Sidang paripurna ke V DPRD Ende, pada masa sidang III, Selasa, 7/9, dipimpin oleh wakil ketua DPRD Ende, Ericos Emanuel Rede. Hadir pada kesempatan tersebut, Bupati Ende, H. Djafar Achmad, Sekda, Agustinus G Ngasu, wakil ketua II DPRD Ende, Tibertius Didimus Toki, Pimpinan OPD dan staf ahli Bupati Ende.
Pada kesempatan tersebut, Ericos Emanuel Rede, selaku pimpinan sidang, memberikan kesempatan kepada masing-masing anggota DPRD memberikan sikap politik, terkait usulan lima biah ranperda oleh pemkab Ende. Lima buah ranperda yang diajukan oleh Pemkab Ende diantaranya, ranperda penyesuaian bentik hukum perusahaan daerah air minum (PDAM) kabupaten Ende, menjadi perusahaan umum daerah (Perumda) air minum tirta kelimutu, rancangan peraturan daerah tentang penyelenggaraan kabupaten layak anak, ranperda tentang pencegahan dan peningkatan kualitas perumahan dan pemukiman kumuh. Dua ranperda lainnya yang diusulkan Pemkab Ende diantaranya, rancangan peraturan daerah tentang penyelenggaraan perlindungan lahan pertanian pangan berkelanjutan serta ranoerda tentang perubahan kedua atas Perda Nomor 11 tahun 2016, tentang pembentukan dan susunan perangkat daerah Kabupaten Ende.

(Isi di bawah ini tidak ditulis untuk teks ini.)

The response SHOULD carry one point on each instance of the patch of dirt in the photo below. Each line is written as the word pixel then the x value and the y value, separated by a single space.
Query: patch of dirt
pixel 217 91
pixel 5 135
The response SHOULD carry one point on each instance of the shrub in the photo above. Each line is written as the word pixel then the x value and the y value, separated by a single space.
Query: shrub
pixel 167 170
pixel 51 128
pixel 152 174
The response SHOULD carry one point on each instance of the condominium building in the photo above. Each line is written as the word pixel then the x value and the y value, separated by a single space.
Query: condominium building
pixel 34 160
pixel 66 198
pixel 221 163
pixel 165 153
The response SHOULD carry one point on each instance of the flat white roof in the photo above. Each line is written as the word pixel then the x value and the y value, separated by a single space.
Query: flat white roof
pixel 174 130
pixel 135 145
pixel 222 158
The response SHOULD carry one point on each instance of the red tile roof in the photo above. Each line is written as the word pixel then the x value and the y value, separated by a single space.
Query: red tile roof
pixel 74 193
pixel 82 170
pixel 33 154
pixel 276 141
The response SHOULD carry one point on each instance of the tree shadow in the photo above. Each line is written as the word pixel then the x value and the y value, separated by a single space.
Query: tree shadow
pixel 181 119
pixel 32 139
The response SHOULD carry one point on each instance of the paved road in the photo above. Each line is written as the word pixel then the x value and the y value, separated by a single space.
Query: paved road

"Dari lima usulan ranperda yang diajukan Pemkab Ende, sebanyak 20 anggota DPRD menyatakan menerima kelima usulan tersebut untuk ditetapkan sebagai peraturan daerah. Sementara usulan ranperda berkaitan dengan perubahan kedua atas Perda Nomor 11 tentang pembentukan dan susunan perangkat daerah mendapat penolakan dari tujuh anggota DPRD Ende. Sesuai dengan mekanisme yang sudah ditetapkan, lima ranperdavtersebut ditetapkan sebagai peraturan daerah, dan selanjutnya dijabarkan pelaksanaannya melalui surat keputusan (SK) Bupati Ende." Sebut Ericos Emanuel Rede.
Ketua fraksi PDIP DPRD Ende, Vinsen Sangu, meminta pemkab Ende untuk menangguhkan usulan penetapan ranperda tentang perubahan kedua Perda Nomor 11 tahun 2016 tentang pembentukan dan susunan perangkat daerah kabupaten Ende, dan nantinya dapat diusulkan lagi pada masa sidang berikutnya. Keputusan yersebut diikuyi oleh dua anggota fraksi PDIP lainnya, Sabri Indra Dewa dan H. Silvi Indra Dewa.

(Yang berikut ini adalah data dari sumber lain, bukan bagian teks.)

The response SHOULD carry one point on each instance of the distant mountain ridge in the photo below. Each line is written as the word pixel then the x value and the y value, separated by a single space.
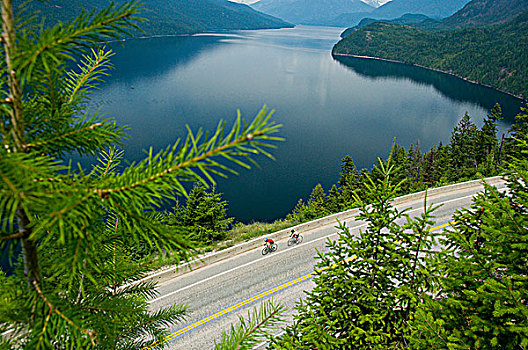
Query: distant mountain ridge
pixel 480 13
pixel 430 8
pixel 493 55
pixel 166 17
pixel 310 11
pixel 350 12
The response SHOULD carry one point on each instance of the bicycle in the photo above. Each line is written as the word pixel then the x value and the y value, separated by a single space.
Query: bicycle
pixel 294 240
pixel 267 249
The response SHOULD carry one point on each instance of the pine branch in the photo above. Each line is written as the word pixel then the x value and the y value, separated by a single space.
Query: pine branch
pixel 258 324
pixel 53 309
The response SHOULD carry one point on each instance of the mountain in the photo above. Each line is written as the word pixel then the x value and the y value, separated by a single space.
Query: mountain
pixel 170 16
pixel 480 13
pixel 407 19
pixel 496 55
pixel 430 8
pixel 319 12
pixel 375 3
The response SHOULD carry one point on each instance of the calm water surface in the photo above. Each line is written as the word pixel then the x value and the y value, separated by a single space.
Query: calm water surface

"Secara politik Fraksi PDIP mengikuti seluruh proses sejak pengusulan, pembahasan, hingga harmonisasi pada kementrian hukum dan ham (Kemenkum Ham). Sikap politik kita menerima empat usulan ranperda dan meminta Pemkab Ende menangguhkan satu ranperda. Pertimbangannya dibutuhkan kajian mendalam berkaitan dengan usulan tersebut." jelas Vinsen Sangu.

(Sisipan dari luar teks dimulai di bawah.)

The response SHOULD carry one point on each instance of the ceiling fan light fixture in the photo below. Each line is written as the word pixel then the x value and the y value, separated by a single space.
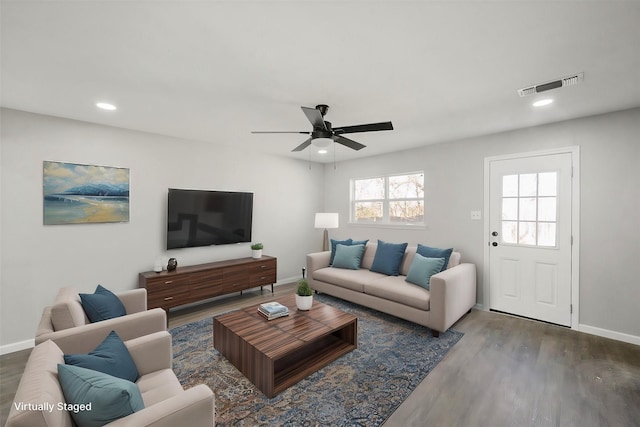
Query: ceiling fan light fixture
pixel 322 142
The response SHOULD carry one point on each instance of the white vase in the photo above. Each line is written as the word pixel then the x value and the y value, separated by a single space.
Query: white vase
pixel 304 303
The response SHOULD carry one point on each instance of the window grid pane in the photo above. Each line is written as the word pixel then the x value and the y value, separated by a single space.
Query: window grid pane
pixel 529 209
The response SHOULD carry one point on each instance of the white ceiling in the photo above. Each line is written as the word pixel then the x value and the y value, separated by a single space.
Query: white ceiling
pixel 216 70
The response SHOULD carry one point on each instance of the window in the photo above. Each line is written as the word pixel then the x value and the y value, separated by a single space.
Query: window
pixel 529 209
pixel 390 200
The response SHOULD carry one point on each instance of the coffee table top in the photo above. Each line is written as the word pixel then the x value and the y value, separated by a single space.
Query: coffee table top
pixel 279 337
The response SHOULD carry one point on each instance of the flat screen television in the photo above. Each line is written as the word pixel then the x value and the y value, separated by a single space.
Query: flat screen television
pixel 204 218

Hal yang sama juga disampaikan Ketua Fraksi Partai Demokrat, Mahmud Jegha Bento dan dua angoota fraksi lainnya, Virgilius Kami dan Yohanes Marianus Kota.
"Penolakan yang menjadi sikap politik kami berdasarkan kondisi yang saat ini terjadi di Pemkab Ende. Banyak jabatan yang lowong baik eselon II dan III. Untuk Dinas Kesehatan dan BPMPD sudah satu tahun jabatan lowong. Prmkab tidak mampu mengisi lowongan yang kosong, sementara saat ini Pemkab mau bentuk OPD baru lagi." Sebut Yohanes Marianus Kota.
Sementara itu Anggota Fraksi Partai NasDem dan juga sebagai Ketua Komisi II DPRD Ende, Yulius Cesar Nonga, menyatakan sikap politik menolak pembentukan OPD baru. Sikap politik saya berbeda dengan empat anggota fraksi lainnya, karena pertimbangan saya pada ujung akir laporan gabungan komisi.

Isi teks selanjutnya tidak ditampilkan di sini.